その後に「また」ということで「被爆者援護施策については、53年の最高裁判決で指摘されている国家補償的な配慮が制度の根底にあるとの意見があった」と、こういう形で入れるというのが一つかなと思います。

 まず、イメージを持っていただくために、すぐに作業しまして、まずは1回配付させていただきたいと思います。

○神野座長 では、ちょっと議事を中断させていただきます。

(議事中断)

○神野座長 それでは、議事を再開させていただきますが、先ほど事務局のほうから読みましたように、14ページの(7)、つまり「国の責任において」というのが「あわせて」の後に出てくる後に「なお」と、こういうふうに入れるということでいかがでしょうかという修正案ですね。

○田中委員 私がずっと発言していることと趣旨が違いますので、私は基本的な考え方をそこを踏まえないといけないのではないですかということを言っていたわけですから、資料3のページ3のポツ1ですね。ポツ1のところに「なお」か何かを入れてほしいというのを最後は言っていたのですが。

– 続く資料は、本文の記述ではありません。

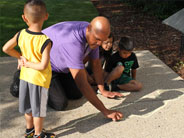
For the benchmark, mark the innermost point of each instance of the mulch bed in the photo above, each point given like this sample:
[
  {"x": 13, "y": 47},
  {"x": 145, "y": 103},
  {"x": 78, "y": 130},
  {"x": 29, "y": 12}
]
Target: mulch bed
[{"x": 147, "y": 31}]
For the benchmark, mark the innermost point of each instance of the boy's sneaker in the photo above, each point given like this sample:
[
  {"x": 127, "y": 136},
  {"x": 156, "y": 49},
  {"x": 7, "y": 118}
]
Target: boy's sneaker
[
  {"x": 45, "y": 135},
  {"x": 108, "y": 87},
  {"x": 29, "y": 134}
]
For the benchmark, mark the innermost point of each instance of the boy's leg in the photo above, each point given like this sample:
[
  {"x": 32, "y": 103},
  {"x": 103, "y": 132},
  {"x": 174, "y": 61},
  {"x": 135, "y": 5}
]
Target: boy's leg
[
  {"x": 38, "y": 123},
  {"x": 133, "y": 85},
  {"x": 29, "y": 121},
  {"x": 25, "y": 108},
  {"x": 115, "y": 74}
]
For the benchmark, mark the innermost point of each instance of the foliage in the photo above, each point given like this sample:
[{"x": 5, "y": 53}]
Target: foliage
[
  {"x": 159, "y": 8},
  {"x": 59, "y": 10}
]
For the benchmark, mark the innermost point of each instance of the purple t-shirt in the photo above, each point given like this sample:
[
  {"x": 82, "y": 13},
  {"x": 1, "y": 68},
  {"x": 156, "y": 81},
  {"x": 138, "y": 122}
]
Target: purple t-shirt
[{"x": 69, "y": 45}]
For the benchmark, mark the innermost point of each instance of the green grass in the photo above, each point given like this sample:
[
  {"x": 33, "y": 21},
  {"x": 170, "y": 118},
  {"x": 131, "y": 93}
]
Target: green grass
[{"x": 59, "y": 10}]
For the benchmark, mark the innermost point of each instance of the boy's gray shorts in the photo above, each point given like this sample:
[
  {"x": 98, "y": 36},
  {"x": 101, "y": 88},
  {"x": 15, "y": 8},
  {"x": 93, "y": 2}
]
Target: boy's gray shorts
[{"x": 32, "y": 99}]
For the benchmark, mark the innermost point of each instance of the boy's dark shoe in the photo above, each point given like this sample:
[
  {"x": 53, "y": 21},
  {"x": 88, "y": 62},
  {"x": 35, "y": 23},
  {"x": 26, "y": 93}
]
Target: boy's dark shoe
[{"x": 45, "y": 135}]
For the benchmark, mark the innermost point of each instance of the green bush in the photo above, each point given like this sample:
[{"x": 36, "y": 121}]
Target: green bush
[{"x": 159, "y": 8}]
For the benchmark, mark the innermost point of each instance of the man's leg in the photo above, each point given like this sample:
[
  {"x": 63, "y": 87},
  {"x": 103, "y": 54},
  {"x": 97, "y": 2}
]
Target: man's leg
[
  {"x": 29, "y": 121},
  {"x": 70, "y": 87},
  {"x": 38, "y": 124},
  {"x": 133, "y": 85}
]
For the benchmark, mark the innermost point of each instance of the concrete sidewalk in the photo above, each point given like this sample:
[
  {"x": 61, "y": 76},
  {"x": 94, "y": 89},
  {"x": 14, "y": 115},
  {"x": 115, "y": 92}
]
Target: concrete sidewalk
[{"x": 155, "y": 112}]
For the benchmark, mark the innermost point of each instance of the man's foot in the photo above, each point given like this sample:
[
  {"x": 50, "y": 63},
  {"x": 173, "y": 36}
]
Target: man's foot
[
  {"x": 108, "y": 87},
  {"x": 45, "y": 135},
  {"x": 29, "y": 133}
]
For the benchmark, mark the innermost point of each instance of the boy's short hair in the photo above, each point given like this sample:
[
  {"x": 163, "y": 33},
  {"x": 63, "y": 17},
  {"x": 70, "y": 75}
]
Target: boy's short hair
[
  {"x": 35, "y": 9},
  {"x": 126, "y": 43}
]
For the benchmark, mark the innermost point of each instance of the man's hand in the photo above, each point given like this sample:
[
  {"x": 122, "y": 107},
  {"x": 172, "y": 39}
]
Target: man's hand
[
  {"x": 109, "y": 94},
  {"x": 114, "y": 115}
]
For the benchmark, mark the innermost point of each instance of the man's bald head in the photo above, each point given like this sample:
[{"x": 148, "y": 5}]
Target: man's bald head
[{"x": 101, "y": 25}]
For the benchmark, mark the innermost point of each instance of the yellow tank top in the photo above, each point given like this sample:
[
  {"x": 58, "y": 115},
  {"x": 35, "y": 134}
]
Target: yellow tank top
[{"x": 32, "y": 44}]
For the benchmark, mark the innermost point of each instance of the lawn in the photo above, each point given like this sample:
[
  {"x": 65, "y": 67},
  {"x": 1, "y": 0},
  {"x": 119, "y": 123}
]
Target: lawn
[{"x": 59, "y": 10}]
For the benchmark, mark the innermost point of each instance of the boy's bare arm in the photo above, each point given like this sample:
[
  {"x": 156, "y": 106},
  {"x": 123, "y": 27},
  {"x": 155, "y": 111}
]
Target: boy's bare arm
[
  {"x": 44, "y": 61},
  {"x": 8, "y": 48}
]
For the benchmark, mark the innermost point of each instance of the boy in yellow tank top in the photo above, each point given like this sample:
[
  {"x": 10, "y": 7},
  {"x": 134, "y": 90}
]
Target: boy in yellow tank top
[{"x": 34, "y": 61}]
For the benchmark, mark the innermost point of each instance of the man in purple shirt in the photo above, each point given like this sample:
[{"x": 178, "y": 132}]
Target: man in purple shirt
[{"x": 72, "y": 42}]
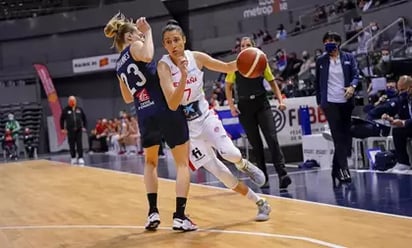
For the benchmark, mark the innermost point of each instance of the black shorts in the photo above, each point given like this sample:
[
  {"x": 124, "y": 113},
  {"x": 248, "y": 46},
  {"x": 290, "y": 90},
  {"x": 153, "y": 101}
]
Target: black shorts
[{"x": 171, "y": 126}]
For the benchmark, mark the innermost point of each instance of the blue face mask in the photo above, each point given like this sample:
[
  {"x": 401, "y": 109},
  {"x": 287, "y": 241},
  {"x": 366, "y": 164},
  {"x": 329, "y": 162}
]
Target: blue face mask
[
  {"x": 403, "y": 95},
  {"x": 330, "y": 47},
  {"x": 391, "y": 93}
]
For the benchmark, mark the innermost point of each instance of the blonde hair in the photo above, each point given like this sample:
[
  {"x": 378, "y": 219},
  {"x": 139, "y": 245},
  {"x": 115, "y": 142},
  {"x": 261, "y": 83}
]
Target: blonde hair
[{"x": 116, "y": 28}]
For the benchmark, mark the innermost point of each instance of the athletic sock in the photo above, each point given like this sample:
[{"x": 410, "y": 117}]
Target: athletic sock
[{"x": 152, "y": 197}]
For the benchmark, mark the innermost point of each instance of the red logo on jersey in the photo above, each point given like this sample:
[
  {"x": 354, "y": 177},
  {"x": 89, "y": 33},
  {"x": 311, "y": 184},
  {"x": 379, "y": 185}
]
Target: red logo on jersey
[
  {"x": 103, "y": 62},
  {"x": 143, "y": 95},
  {"x": 191, "y": 80}
]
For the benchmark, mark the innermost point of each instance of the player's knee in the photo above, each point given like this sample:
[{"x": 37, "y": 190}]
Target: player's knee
[
  {"x": 231, "y": 153},
  {"x": 221, "y": 172},
  {"x": 151, "y": 161}
]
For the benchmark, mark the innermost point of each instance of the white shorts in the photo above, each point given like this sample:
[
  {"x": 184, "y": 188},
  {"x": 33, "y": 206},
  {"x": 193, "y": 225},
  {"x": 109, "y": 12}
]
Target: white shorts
[{"x": 206, "y": 134}]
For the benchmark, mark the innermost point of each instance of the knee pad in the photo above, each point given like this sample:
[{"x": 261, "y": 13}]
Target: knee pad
[
  {"x": 229, "y": 151},
  {"x": 221, "y": 172}
]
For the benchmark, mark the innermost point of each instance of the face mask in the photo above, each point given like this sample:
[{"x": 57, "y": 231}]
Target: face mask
[
  {"x": 330, "y": 47},
  {"x": 391, "y": 93},
  {"x": 72, "y": 103},
  {"x": 404, "y": 94}
]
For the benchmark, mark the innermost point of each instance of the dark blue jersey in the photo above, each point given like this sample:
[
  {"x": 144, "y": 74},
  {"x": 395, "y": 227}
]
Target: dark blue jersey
[{"x": 143, "y": 83}]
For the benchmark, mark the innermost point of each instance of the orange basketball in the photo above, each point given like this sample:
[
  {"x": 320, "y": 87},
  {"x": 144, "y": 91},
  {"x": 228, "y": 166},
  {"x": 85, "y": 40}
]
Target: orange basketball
[{"x": 251, "y": 62}]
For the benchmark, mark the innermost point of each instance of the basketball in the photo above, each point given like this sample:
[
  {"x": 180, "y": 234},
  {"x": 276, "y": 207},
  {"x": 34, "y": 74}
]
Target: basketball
[{"x": 251, "y": 62}]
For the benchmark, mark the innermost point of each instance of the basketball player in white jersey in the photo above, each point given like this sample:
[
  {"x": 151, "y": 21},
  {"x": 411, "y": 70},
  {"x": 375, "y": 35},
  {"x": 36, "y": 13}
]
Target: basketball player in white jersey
[{"x": 206, "y": 131}]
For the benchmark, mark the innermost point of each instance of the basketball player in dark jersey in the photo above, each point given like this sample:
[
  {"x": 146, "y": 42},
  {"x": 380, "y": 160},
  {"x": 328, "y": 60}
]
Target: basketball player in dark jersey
[{"x": 139, "y": 83}]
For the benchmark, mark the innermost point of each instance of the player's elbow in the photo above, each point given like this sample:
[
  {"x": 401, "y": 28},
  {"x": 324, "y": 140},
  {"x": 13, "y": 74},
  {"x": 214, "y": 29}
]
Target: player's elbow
[
  {"x": 173, "y": 106},
  {"x": 147, "y": 58}
]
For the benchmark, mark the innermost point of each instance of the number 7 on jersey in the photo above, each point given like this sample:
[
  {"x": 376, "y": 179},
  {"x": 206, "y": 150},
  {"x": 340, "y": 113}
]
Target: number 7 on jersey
[{"x": 189, "y": 92}]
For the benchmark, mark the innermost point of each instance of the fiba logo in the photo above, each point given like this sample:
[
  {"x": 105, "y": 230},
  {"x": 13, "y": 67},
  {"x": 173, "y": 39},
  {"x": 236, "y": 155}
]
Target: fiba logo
[{"x": 280, "y": 119}]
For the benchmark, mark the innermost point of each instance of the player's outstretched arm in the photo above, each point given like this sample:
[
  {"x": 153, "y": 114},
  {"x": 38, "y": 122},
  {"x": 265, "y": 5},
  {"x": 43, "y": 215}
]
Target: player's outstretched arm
[{"x": 205, "y": 60}]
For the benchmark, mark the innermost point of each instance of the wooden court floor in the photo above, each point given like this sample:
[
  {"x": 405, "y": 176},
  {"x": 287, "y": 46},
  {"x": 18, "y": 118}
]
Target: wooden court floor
[{"x": 51, "y": 204}]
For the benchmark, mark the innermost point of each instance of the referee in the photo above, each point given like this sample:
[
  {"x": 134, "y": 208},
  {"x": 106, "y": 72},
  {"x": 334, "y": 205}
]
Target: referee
[
  {"x": 73, "y": 122},
  {"x": 254, "y": 111}
]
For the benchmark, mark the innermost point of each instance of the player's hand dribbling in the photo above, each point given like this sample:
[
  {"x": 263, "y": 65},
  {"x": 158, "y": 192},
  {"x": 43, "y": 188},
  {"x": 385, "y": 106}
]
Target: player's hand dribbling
[
  {"x": 234, "y": 111},
  {"x": 142, "y": 25}
]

○神野座長 資料3でいいのですか。本文のページ数がちょっと変わりますので、資料2で言っていただけませんか。

○田中委員 資料2の3ページ「2.基本的な考え方(総論)」というのがありまして、ポツが3つありますが、このポツの一番最初のもの、最初のもののところに「国の責任において、被爆者に対する総合的な援護対策を講じることとされており」ですね。そして、最高裁のあれを、被爆者対策については最高裁判決に指摘されているというのを入れていただきたいということを言ったのです。

○神野座長 ただ、委員の方々から、余りにも大きな修正になるのでという御意見もありましたので、とりあえず先ほどの事務局案のうち、参考資料としてそのまま参照として載せるというのではなくて、今の文章だけを入れるというお話でいいですね。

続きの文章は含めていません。